This spiritually grounded, easy-to-read treatise is a solid piece of research, and yet, is still packed throughout with supporting anecdotes that the reader will recognize and appreciate. Eminently practicable Unrepeatable: Cultivating the Unique Calling of Every Person is for every Christian, especially the teacher, counselor, or spiritual director, who is truly serious about sifting through the cultural morass to find the “right” vocation, rather than just a job.

Russell Shaw

Author & Theologian

Little by little the realization is sinking in among serious Christians that everyone has a vocation--the unique calling that each of us receives from God to play a unique and unrepeatable part in God's redemptive plan. Unrepeatable will do much good by hastening the spread of a hugely important insight among an ever growing number of people. This book by Luke Burgis and Joshua Miller is clear, practical, and very much to the point. I recommend it highly.

Bob Keith

Entrepreneur

Understanding and promoting personal vocations is one of the most important ways to unlock the potential for true human flourishing in our society. Unrepeatable is a timely book that outlines a unique process to discover personal vocation based on the wisdom of the Church and encourages all of us to embark on this game-changing journey.

Msgr. Martin Schlag

University of St. Thomas

Luke and Joshua use the power of narrative to tell the story of stories: the story of the happiness that Jesus Christ has brought us. In an amenable style they convey deep thoughts taken from the treasure of Catholic faith. I recommend this book as a guide on your own individual path of vocation.

Andreas Widmer

Entrepreneur

This book is a call to all of us, personally and as a Church, to help each person uncover their call from God and radically pursue it during their unrepeatable time on earth. A must read for young and old. Saint John Paul II would be proud!

Lisa Hendey

Author, The Grace of Yes

With Unrepeatable, authors Luke Burgis and Joshua Miller invite us into the cherished but often daunting role of helping those in our care to discover and embrace their own unique vocational callings. By delving beyond programs and policies into a unique appreciation of and respect for one another's stories, we learn not only the gifts we have to give, but also the ineffable bond which unites our common purpose. Pick up this book to help others, but be prepared to rediscover the blessing of your own story too!

James Checchio

Bishop of Metuchen

The work of Luke Burgis and Joshua Miller in Unrepeatable: Cultivating the Unique Calling of Every Person is a welcome and necessary fresh approach to opening up the rich tradition of vocational discernment. They accomplish breaking open the stale and entrenched idea that a “vocation” is a pre cast decision dependent on God alone and requires one to figure it out like a puzzle. Through story and metaphor, relying on the wisdom of spiritual masters, sound philosophy and theology, along with examples in pop culture, they demonstrate that every person has a vocation. And it is found in the form of a “story”, a person’s own story. It is written in an engaging style that will appeal to young searching hearts. I enthusiastically encourage this book as means to help foster a new culture of vocational discernment.

Fr. Larry Richards

Priest and Author

I loved this book! You have a personal vocation given to you by God when He created you. ``Vocation is a gift from God that brings joy to those who receive it,`` the authors write. This book will help you discover and live your personal vocation and ultimately find your joy. Read this book and start living the life you were created for.

Kathleen Cahalan

Saint John’s University

Burgis and Miller have listened deeply to people’s stories, people such as C. S. Lewis, Dorothy Day, and Pope John Paul II but also to ordinary people such as Sam, Rachel, and Tony. Through these stories, they teach us that vocation is God’s calling to each of us to be the amazing, inimitable, distinctive—yes, unrepeatable!—person that God longs for us to be. Why? Because vocation is the way we live out and live into God’s holy mission in the world.

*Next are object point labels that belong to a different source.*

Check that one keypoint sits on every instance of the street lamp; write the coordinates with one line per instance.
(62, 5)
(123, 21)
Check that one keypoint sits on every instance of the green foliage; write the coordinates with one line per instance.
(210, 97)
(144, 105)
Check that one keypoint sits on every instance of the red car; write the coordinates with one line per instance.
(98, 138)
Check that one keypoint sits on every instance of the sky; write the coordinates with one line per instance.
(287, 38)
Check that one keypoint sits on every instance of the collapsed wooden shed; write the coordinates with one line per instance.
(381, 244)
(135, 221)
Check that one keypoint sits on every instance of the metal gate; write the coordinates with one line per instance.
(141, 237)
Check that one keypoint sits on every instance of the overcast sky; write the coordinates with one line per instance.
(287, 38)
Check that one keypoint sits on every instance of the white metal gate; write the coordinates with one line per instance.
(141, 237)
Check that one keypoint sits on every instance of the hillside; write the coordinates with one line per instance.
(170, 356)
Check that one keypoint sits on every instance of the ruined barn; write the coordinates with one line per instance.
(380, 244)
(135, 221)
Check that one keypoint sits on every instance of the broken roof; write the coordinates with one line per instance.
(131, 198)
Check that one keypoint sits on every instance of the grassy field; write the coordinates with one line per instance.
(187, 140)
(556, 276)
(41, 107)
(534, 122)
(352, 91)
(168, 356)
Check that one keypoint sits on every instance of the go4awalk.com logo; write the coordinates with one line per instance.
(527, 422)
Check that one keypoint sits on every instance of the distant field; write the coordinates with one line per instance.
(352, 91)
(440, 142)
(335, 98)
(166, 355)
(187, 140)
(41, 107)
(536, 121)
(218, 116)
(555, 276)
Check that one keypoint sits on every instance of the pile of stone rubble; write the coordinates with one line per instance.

Unrepeatable is an essential guide for those who seek to discern God’s calling in their lives and to discern how best to call forth God’s calling in others, especially young people searching to find their place in God’s intentions.

We can best live out our callings when we first discern God’s unrepeatable creation that is the beauty of each our lives, and then turn toward others and help them discover their amazing unique place in God’s plans and ways.

Tim Clydesdale

Author, The Purposeful Graduate

There are few conversations more important than those involving a person’s vocation. Sadly, these conversations are rare, even among the faithful for whom such conversations should be most natural and frequent. Burgis and Miller’s Unrepeatable is rich with vocation stories and thoughtful cultural analyses that readers will be eager to engage with others. I highly recommend it to anyone seeking to facilitate more frequent and better conversations about life’s purpose and our mission at this extraordinary moment.

Mark Matlock

Author, Youth Pastor

Joshua Miller and Luke Burgis get to the core of how to help young people find their way toward adulthood in complex and changing culture. Filled with deep insight and practical direction, Unrepeatable will guide those working with younger generations to mentor powerfully.

David Schmiesing

Franciscan University

In their book Unrepeatable, Luke Burgis and Joshua Miller advance the Church’s gradually developing understanding and articulation of the importance of personal vocation in the lives of all men and women. Their combination of theological, philosophical, and cultural commentary with practical, actionable methodology is unique and engaging. This book is essential for those who work with youth and young adults as teachers, coaches, mentors, advisors, or guides. But it will also be profoundly helpful for every Christian, young or old, trying to answer the question in their own daily life: “What is God calling me to do?”

Jose Gomez

Archbishop of Los Angeles

This is a book we need now in the Church, in this time of renewal and reform. Burgis and Miller will help you to see that God created you for a reason, that Jesus Christ is calling you to do beautiful things with your life — that you have a part to play that no one else can play in his great story of salvation. I pray that this book finds a wide audience and lead many people to understand that we all have a vocation to be saints and missionary disciples.

About the Authors

Co-Founders of INSCAPE

Each person is the way of the church.

Pope John Paul II said that each person, unique and unrepeatable, is the way of the Church. We want to make his vision a reality.
Luke Burgis & Joshua Miller - Authors

Luke Burgis is Entrepreneur-in-Residence at the Ciocca Center for Principled Entrepreneurship at The Catholic University of America and a 4x Founder/CEO of start-ups in Silicon Valley. He has spent time in seminary formation and integrated fundamental training in discernment as part of the basic HR processes for two of his companies. He holds degrees from the Stern School of Business at New York University and the Pontifical University of the Holy Cross (Theology) in Rome. He is Co-Founder of Inscape, an organization that helps young people discover, embrace, and fully live out their unique personal vocations, with Joshua Miller.

 

Joshua Miller is a leader in the field of narrative based motivational assessment. For the last 18 years he has applied his expertise in a variety of applications, including executive search, organizational development, and talent management. His long standing desire to understand and help people develop their unique giftedness led to an MA & Ph.D. in Philosophy of the Human Person. He continues to effectively integrate learning from this study into his coaching and consulting practices.  Joshua also helped build The Center for Leadership at Franciscan University of Steubenville where he currently serves as a vocation coach and vocation coach trainer for faculty and staff of the institution. He is Co-Founder of Inscape with Luke Burgis.